There is something almost mysterious about trees. I have special memories from my childhood in Bøkeskogen, Larvik. Many other places in Norway, not least in Western Norway, I have seen groves of deciduous trees so lush that one would think you were south of the Skagerak - linden, oak, aspen and ash. Birch is a typical Norwegian tree, but Finnish people would say it is typically Finnish, and the Russians consider birch as their national tree. And we must not forget the tall pines and proud spruces, without which we would hardly be able to celebrate Christmas in this country. An old oak tree seems so majestic that it gives associations to a tree that is older than your family tree and that will stand there long after you have passed away. It gives an eternity perspective. To better understand the secrets hidden in the tree, I looked into the work of  the internationally renowned botanist Colin Tudge. He wrote that a tree is a living being that is constantly renewing itself, even though it is the same tree. A tree is not a thing, but a "performance".

A very significant artist, both in the Norwegian and European context, which we mark today, is Calina Pandele Yttredal. For almost a generation, she has, like no other visual artist I know, researched and worked on the theme of color, light and space. She has used the symbolism of the tree and changing shades of colour as the light has changed. Calina Pandele Yttredal is thus both a researcher, lecturer and visual artist. She knows her subject. In her work, she experiments with new products, which combine pigment colours and light. Our great poet, Andrè Bjerke, who introduced Goethe's colour theory to us Norwegians, would have nodded appreciatively to Calina as a colleague in the subject.
The light changes from place to place, and from one hour to the next. There is a different light here in the north than further south in Europe.
The morning has a completely different light than the sunset.

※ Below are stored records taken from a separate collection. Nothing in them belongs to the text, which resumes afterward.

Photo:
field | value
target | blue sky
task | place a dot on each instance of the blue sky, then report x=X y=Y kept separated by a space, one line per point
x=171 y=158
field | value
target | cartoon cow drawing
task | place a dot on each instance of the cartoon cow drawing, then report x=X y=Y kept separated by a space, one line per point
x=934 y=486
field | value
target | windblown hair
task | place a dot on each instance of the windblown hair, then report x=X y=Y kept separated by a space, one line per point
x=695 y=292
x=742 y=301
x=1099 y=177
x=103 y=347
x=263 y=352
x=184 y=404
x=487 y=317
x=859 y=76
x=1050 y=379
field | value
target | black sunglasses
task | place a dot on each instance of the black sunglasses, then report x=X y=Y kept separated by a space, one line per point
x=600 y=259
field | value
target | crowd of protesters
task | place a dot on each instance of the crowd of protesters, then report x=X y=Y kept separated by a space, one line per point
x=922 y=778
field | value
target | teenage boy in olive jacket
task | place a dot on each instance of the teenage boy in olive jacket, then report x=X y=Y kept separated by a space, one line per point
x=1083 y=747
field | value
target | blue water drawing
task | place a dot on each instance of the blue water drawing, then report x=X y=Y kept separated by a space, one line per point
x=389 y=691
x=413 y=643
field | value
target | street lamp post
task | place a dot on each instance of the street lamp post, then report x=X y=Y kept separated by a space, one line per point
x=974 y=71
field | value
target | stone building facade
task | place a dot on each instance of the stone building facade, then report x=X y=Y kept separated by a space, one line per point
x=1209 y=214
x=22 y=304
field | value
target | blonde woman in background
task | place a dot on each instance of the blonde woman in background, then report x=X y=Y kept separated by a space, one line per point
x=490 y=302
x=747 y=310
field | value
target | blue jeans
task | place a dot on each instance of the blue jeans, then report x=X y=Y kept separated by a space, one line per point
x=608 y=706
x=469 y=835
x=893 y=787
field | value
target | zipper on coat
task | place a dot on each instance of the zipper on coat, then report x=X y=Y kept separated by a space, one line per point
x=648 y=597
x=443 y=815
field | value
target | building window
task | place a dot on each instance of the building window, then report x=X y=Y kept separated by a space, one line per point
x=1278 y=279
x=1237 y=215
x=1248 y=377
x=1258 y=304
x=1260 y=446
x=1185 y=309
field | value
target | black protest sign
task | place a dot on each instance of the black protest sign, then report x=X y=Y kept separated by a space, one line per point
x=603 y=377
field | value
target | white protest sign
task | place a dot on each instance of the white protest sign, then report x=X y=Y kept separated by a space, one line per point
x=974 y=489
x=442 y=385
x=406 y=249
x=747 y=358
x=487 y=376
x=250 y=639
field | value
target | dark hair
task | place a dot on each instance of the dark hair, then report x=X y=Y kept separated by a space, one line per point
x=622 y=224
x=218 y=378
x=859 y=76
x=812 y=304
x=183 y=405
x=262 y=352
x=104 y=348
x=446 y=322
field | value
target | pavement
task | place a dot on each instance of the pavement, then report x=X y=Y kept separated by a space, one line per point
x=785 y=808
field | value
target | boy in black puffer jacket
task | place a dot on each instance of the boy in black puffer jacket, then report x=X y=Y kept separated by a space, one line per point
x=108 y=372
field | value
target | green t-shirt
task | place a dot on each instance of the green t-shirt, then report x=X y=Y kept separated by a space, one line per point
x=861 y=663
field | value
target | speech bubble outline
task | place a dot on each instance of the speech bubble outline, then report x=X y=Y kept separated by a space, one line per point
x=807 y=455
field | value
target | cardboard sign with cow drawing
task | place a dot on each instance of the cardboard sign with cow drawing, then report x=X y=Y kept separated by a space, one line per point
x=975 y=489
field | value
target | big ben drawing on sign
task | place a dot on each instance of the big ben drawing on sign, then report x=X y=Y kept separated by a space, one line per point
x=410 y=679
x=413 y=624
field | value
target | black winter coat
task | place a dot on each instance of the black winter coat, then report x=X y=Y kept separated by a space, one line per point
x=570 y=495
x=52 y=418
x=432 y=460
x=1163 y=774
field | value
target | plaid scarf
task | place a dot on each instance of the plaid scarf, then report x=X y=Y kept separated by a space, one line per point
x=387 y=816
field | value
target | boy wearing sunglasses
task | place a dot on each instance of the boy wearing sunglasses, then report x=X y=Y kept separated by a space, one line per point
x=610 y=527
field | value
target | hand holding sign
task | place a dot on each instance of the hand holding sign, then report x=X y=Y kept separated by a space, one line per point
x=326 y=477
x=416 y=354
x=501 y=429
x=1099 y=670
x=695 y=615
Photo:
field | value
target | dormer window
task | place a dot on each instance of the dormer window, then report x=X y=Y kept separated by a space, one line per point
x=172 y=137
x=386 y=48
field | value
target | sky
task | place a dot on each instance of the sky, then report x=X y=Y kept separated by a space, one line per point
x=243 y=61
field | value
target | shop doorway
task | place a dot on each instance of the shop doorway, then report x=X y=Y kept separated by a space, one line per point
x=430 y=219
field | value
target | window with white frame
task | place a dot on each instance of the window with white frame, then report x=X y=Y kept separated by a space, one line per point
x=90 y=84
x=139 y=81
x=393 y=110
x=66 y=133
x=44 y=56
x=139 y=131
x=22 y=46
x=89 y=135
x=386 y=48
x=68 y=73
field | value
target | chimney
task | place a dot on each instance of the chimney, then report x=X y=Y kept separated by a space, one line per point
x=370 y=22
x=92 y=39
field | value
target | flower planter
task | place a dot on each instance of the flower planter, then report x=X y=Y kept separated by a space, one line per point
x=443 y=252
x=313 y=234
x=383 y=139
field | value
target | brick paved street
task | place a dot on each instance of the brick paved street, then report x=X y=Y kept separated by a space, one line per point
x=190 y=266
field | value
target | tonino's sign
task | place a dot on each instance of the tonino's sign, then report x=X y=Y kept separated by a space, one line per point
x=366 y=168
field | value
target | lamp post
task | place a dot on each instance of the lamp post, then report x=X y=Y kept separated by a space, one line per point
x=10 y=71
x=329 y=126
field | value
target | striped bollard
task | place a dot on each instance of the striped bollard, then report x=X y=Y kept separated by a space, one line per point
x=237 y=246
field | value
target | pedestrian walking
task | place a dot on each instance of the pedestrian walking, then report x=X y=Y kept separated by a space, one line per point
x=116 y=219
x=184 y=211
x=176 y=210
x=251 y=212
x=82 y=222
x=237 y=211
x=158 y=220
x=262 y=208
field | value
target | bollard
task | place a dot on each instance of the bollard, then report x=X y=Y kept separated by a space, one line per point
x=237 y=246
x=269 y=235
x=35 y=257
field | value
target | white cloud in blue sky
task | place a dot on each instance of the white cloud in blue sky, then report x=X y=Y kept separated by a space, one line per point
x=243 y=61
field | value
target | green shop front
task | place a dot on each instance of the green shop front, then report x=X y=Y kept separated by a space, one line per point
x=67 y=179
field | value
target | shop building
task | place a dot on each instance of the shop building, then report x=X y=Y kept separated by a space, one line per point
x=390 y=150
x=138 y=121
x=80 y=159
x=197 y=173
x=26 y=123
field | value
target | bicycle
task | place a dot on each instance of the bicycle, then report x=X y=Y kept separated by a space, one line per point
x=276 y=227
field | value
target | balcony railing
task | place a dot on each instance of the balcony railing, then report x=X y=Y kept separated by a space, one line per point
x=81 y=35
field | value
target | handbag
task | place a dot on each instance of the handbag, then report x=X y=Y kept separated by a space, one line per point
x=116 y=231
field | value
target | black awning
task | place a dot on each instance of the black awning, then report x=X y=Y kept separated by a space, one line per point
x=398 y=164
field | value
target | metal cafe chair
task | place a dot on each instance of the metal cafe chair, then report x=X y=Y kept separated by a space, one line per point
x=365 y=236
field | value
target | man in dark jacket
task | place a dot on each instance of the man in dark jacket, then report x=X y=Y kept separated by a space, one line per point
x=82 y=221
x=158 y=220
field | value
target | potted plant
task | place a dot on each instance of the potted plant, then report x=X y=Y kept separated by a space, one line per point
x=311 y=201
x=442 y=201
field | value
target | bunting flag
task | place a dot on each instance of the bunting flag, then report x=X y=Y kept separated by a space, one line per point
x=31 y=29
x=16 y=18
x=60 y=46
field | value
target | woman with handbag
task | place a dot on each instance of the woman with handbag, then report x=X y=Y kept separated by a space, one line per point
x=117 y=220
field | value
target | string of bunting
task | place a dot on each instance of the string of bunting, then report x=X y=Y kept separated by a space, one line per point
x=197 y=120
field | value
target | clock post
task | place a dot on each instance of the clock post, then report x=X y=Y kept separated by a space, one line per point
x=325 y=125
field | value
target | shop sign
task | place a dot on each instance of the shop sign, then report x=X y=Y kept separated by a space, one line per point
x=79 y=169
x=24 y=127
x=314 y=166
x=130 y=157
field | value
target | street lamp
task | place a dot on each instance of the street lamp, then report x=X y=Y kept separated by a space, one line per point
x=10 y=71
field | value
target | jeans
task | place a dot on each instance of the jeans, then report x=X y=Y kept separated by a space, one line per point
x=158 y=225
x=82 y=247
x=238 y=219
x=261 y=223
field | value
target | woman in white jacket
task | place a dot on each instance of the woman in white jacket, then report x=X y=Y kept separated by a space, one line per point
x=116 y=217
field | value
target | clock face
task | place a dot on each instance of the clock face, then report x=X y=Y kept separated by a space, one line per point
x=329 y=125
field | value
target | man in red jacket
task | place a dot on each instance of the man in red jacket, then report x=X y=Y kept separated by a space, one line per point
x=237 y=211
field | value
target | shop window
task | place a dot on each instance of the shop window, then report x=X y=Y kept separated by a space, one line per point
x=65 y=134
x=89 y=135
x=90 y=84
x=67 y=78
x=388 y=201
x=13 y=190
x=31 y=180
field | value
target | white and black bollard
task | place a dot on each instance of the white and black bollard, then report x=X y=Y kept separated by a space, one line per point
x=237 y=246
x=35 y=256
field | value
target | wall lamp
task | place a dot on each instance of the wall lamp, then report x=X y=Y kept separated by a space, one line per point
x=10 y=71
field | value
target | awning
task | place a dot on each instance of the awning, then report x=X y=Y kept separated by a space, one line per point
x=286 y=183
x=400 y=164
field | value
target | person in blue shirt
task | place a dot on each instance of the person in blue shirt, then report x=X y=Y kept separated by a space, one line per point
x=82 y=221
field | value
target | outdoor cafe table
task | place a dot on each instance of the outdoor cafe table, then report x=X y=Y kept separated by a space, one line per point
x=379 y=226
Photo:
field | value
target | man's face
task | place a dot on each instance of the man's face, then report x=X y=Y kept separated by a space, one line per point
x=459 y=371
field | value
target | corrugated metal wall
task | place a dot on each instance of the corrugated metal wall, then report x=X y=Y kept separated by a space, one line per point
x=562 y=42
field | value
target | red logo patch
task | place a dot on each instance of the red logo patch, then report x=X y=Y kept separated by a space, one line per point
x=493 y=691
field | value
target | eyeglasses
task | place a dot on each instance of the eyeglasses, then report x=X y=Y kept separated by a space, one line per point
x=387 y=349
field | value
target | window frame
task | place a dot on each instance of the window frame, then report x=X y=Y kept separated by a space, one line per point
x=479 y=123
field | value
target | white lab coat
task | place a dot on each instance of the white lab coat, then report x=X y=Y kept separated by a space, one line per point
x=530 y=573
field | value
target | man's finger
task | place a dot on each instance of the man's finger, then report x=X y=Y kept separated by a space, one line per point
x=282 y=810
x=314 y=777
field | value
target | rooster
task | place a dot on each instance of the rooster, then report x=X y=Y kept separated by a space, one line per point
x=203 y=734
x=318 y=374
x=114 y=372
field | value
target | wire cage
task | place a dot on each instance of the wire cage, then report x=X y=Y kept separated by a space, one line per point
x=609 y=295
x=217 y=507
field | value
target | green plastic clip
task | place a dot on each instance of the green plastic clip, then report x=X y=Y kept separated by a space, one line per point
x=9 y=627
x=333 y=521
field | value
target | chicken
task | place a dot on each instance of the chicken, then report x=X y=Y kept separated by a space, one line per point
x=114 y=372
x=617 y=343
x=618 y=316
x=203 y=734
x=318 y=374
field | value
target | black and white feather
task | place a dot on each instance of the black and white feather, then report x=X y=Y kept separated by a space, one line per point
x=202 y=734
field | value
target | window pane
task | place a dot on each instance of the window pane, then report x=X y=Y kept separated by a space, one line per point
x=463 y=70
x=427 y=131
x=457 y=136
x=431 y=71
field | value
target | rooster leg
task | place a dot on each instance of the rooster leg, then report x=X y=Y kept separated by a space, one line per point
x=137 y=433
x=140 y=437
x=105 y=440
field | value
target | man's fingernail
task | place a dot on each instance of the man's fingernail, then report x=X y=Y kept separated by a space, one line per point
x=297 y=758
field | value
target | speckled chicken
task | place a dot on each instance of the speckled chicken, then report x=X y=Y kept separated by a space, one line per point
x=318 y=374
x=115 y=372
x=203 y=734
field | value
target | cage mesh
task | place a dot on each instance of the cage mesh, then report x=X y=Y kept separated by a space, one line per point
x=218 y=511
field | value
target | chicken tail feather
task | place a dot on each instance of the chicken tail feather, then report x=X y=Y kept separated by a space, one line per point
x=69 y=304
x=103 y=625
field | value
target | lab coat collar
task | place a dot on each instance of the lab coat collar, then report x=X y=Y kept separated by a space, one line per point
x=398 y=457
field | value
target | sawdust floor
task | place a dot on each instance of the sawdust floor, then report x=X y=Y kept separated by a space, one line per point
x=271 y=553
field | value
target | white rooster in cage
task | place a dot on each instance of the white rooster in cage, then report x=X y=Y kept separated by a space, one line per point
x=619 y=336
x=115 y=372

Many poets have been interested in the magic of light and colours.
The great Swedish poet Harry Martinson is in "The Dream of Man" concerned with "the blue oceans of the sky".

Calina Pandele Yttredal works in this light and colour tradition, but she writes with her brush. Her works are painted on a canvas, on frosted or clear acrylic glass. The motifs are in motion without being video art. They change according to where you stand and look at them. The result of this insight and artistic creativity we can see at Scandic Seilet Hotel in Molde where Calina received a significant public art commission on the occasion of the national centennial of Bjørnstjerne Bjørnson`s death in 2010. More than 40 works are included in this project which both hotel guests and visitors can enjoy. This is in my opinion reason good enough to take a trip to Molde. A number of iridescent trees form a path from the old to the new building inaugurated for the occasion, where they turn into a forest which can be seen through three floors. It is both at large-scale and intimate when  Yttredal  refers to cycles in nature and in human life, to macrocosm and microcosm.

Calina Pandele Yttredal received the Art and Business Award in 2009 for her public work with light at Paleet Karl Johan. The artist created here multiple experiences of the Nordic light and nature. The portals towards Oslo`s main street Karl Johan change light and colour impression during the day and during the week. They turn into different places, depending on whether the visitor passes here in the morning or late in the afternoon, or in different seasons of the year. Yttredal achieves visual magic by mixing a special painting technique she has developed, and advanced computer technology, with lighting scenarios which she has programmed.

Calina Pandele Yttredal's latest project consists of two lighting sculptures unveiled today at the entrance of the Continental Hotel, in the heart of Oslo city. The lighting sculptures appear as three-dimensional paintings due to an interplay between pigment colours and light. The work`s expression changes during the day and depending on  where you stand. The tree is the central theme also in the lighting sculptures here at Continental. With a little imagination, one can feel like the first humans Ask and Embla, who according to the Old Norse legend were created by the world tree Yggdrasil.

In Yttredal`s works we can get a strong feeling of "close contact of third degree". She takes us into a world that may have been unknown to us, she reveals aspects we did not know about. One does not remain untouched by Calina Pandele Yttredal's art.

A good artist friend Ludvig Eikaas, was researching "the self". He used calligraphic techniques and self-portraits to bring out this mythical "I". Calina Pandele Yttredal operates in a larger and less self-centered universe. She is even more subtle, one might say. Like icon art, Calina is not necessarily bound by the classical central perspective. There is an eternal contradiction in her works, she allures the viewer inside the work in a mysterious way, and one does not pass through without being affected by it in one or another way.

The works demand extra attention and reflection, as the colours and light change as you walk from outside to inside while you enter the reception, and oppsite.

But the shifts of colours and light in nature also suggest the shifts in human life. They remind us of the body's nerve - and cardiovascular system and the tree as a symbol for the environmental debate, as life-giving organism providing pure air to the earth, in the middle of the city's busy, hectic life.